Heboh Emas Rp 189 Triliun, Stafsus Sri Mulyani: Itu Ekspor, Harusnya Ada Persetujuan Kemendag
Penjelasan klarifikasi tersebut dituliskannya dalam akun Twitter @prastow, di mana itu awalnya berasal dari ekspor.
Penulis: Yanuar R Yovanda
Editor: Hendra Gunawan
Laporan Wartawan Tribunnews.com, Yanuar Riezqi Yovanda
TRIBUNNEWS.COM, JAKARTA -- Staf Khusus (Stafsus) Menteri Keuangan Bidang Komunikasi Strategis Yustinus Prastowo membeberkan latar belakang kasus transaksi emas Rp 189 triliun yang menjadi kontroversi.

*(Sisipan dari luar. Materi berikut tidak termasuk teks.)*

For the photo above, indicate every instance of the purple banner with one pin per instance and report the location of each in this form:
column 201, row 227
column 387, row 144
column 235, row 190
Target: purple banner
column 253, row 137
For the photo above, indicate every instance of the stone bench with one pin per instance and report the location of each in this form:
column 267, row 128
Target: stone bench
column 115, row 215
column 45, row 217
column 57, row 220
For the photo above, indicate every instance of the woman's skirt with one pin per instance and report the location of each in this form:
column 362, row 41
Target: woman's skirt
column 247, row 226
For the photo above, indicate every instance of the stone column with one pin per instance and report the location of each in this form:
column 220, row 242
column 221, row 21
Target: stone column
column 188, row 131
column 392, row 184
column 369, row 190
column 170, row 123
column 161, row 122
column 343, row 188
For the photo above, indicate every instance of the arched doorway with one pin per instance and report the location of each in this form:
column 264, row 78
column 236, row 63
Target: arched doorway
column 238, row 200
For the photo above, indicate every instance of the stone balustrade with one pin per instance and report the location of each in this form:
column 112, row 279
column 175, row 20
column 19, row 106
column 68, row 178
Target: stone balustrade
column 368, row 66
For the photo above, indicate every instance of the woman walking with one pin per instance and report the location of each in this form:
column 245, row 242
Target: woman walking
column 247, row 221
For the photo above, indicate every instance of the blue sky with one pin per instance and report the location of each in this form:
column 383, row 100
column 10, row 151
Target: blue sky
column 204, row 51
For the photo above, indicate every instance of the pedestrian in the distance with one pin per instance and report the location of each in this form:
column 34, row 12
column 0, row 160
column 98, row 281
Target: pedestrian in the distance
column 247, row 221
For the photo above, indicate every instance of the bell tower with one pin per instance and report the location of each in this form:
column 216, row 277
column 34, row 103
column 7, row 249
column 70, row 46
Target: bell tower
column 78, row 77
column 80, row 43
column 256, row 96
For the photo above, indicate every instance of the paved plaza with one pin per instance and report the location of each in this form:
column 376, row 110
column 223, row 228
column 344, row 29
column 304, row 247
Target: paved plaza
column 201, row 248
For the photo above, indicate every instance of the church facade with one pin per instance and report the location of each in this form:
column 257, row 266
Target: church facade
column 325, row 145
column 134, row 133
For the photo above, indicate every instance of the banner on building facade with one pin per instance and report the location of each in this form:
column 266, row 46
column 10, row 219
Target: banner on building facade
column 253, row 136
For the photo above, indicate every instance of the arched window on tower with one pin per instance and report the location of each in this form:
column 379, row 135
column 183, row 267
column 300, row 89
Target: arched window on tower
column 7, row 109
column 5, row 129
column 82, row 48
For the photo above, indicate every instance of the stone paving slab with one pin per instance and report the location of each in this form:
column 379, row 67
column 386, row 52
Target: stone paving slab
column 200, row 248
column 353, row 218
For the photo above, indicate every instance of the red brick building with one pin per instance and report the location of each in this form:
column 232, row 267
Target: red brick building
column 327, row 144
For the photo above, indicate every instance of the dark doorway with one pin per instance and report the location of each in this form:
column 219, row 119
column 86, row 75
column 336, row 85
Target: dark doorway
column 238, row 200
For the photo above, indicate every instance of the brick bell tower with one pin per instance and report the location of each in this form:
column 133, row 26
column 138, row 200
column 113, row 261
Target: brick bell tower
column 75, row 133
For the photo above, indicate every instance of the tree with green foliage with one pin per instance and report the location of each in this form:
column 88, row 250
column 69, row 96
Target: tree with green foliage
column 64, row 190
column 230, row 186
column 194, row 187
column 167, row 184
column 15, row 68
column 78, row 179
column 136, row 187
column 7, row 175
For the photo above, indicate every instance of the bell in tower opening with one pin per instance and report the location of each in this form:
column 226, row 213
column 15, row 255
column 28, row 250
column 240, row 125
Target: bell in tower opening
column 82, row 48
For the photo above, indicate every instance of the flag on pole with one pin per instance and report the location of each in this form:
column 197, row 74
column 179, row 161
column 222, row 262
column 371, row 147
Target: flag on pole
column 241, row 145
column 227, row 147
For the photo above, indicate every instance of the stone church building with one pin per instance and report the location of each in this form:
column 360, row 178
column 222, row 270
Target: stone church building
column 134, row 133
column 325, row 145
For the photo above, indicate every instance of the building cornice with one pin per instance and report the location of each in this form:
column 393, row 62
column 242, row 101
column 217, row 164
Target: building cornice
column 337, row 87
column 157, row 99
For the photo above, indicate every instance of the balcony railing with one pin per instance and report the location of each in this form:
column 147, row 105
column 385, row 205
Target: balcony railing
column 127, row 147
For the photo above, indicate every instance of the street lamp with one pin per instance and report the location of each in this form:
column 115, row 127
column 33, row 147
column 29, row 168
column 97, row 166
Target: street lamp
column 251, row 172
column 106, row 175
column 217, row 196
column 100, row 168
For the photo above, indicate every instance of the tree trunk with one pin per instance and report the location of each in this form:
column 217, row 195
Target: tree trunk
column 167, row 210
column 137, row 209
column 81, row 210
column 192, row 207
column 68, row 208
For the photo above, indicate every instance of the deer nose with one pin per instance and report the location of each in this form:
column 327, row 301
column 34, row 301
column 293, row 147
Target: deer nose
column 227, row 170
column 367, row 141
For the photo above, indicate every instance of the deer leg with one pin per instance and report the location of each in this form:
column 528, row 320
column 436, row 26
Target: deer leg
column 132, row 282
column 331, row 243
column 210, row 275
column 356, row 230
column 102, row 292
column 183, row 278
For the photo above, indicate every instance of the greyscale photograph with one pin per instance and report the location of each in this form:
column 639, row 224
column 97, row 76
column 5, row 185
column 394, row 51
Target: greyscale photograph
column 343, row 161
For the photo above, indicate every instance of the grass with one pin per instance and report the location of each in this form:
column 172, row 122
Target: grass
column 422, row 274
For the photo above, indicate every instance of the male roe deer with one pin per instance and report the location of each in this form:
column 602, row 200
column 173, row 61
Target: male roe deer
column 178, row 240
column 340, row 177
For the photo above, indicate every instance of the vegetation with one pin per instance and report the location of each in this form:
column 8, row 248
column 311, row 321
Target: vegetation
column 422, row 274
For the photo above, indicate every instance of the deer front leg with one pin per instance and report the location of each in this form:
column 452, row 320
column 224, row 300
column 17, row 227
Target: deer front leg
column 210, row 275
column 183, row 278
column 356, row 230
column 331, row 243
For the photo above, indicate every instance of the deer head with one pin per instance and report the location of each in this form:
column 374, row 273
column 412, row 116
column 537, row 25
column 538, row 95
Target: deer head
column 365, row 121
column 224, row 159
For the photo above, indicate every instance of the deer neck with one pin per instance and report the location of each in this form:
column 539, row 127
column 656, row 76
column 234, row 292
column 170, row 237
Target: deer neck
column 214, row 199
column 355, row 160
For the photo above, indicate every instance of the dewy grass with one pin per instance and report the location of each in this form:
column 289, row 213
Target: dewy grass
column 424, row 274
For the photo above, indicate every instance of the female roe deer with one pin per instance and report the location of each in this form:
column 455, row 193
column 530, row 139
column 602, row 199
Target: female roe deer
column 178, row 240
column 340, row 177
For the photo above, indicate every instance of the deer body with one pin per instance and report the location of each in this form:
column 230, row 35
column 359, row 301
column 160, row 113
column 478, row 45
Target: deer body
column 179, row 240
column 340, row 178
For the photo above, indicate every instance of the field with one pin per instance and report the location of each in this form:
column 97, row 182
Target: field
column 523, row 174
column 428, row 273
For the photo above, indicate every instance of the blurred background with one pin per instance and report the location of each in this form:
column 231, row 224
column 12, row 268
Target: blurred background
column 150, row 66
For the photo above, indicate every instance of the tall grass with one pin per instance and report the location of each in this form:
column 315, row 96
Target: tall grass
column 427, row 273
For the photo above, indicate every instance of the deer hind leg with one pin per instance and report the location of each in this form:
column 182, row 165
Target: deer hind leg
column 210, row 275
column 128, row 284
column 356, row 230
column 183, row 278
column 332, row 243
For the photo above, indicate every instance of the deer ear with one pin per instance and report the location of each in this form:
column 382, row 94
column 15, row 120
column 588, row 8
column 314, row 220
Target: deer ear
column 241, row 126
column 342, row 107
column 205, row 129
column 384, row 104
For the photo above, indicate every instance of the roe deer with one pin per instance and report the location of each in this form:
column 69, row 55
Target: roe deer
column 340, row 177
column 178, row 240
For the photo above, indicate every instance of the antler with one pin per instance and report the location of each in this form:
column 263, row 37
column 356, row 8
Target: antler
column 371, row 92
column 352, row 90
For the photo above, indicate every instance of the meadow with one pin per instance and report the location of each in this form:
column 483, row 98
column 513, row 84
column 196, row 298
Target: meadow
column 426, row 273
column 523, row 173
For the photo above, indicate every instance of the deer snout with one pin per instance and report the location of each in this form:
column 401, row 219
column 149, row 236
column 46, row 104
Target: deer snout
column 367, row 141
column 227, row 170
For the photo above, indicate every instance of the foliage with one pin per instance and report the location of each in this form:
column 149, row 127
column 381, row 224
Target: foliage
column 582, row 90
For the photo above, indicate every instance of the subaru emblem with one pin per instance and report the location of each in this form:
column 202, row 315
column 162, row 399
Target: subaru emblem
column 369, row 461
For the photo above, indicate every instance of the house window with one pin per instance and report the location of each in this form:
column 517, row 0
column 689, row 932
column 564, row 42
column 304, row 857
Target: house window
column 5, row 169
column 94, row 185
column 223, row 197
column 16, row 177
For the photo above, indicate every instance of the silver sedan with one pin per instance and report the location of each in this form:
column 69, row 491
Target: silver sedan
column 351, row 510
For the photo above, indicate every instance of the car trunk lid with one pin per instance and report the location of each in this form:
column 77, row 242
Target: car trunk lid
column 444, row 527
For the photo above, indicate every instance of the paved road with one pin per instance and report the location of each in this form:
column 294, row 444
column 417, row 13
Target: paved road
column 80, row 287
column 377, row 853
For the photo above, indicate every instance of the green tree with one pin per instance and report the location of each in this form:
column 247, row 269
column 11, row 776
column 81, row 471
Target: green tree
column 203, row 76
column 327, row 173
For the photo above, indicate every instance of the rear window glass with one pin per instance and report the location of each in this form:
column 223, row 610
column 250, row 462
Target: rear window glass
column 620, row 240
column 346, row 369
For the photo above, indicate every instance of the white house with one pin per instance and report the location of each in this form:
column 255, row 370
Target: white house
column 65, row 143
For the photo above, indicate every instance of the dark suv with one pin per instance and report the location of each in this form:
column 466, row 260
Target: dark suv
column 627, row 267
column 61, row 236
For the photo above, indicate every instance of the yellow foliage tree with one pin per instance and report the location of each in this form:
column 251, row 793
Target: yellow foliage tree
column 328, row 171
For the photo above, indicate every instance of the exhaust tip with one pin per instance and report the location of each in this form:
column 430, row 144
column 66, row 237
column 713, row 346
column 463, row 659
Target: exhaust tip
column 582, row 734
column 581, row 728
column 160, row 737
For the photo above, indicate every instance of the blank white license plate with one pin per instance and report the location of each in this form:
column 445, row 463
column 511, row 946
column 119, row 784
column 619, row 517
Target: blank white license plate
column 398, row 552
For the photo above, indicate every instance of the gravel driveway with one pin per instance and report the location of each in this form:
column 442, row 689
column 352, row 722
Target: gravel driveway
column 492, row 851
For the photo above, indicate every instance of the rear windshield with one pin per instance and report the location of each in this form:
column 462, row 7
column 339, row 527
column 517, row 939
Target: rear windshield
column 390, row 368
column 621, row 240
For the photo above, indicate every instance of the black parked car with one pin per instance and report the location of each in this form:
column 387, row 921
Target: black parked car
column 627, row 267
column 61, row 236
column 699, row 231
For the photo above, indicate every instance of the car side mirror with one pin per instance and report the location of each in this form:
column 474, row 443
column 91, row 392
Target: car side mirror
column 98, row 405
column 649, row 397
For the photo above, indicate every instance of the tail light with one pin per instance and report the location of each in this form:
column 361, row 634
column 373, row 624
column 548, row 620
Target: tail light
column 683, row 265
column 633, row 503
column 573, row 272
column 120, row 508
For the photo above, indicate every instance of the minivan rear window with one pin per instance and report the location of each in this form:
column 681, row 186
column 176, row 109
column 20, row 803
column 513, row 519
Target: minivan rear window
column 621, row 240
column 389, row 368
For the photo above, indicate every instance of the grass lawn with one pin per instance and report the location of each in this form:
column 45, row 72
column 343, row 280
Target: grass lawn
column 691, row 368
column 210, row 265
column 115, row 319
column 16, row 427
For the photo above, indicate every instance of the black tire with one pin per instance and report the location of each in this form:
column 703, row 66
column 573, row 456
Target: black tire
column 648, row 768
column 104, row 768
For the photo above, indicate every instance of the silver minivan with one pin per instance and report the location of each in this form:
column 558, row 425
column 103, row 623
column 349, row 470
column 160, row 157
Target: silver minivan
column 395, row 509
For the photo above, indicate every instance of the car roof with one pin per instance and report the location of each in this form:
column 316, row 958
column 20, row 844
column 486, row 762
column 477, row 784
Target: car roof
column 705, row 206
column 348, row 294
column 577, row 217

Penjelasan klarifikasi tersebut dituliskannya dalam akun Twitter @prastow, di mana itu awalnya berasal dari ekspor.
“Yang dipermasalahkan soal impor kok klarifikasinya tentang lain yaitu kasus ekspor? Begini, Januari 2016, KPU Bea Cukai (BC) Soetta melakukan penindakan atas eksportasi emas melalui kargo yg dilakukan oleh PT. Q, yang kemudian ditindaklanjuti dengan penyidikan di bidang kepabeanan," tulisnya, Minggu (2/4/2023).
Baca juga: Pakar TPPU Ingatkan Transaksi Janggal Rp 349 Triliun Jangan Dianggap Hanya Sekadar Data dan Angka
Saat itu, kata Prastowo, PT. Q submit dokumen PEB (ekspor) dengan pemberitahuan sebagai Scrap Jewellry, namun petugas KPU BC Soetta mendeteksi kejanggalan pada profil eksportir dan tampilan x-ray, sehingga diterbitkan Nota Hasil Intelijen (NHI) untuk mencegah pemuatan barang.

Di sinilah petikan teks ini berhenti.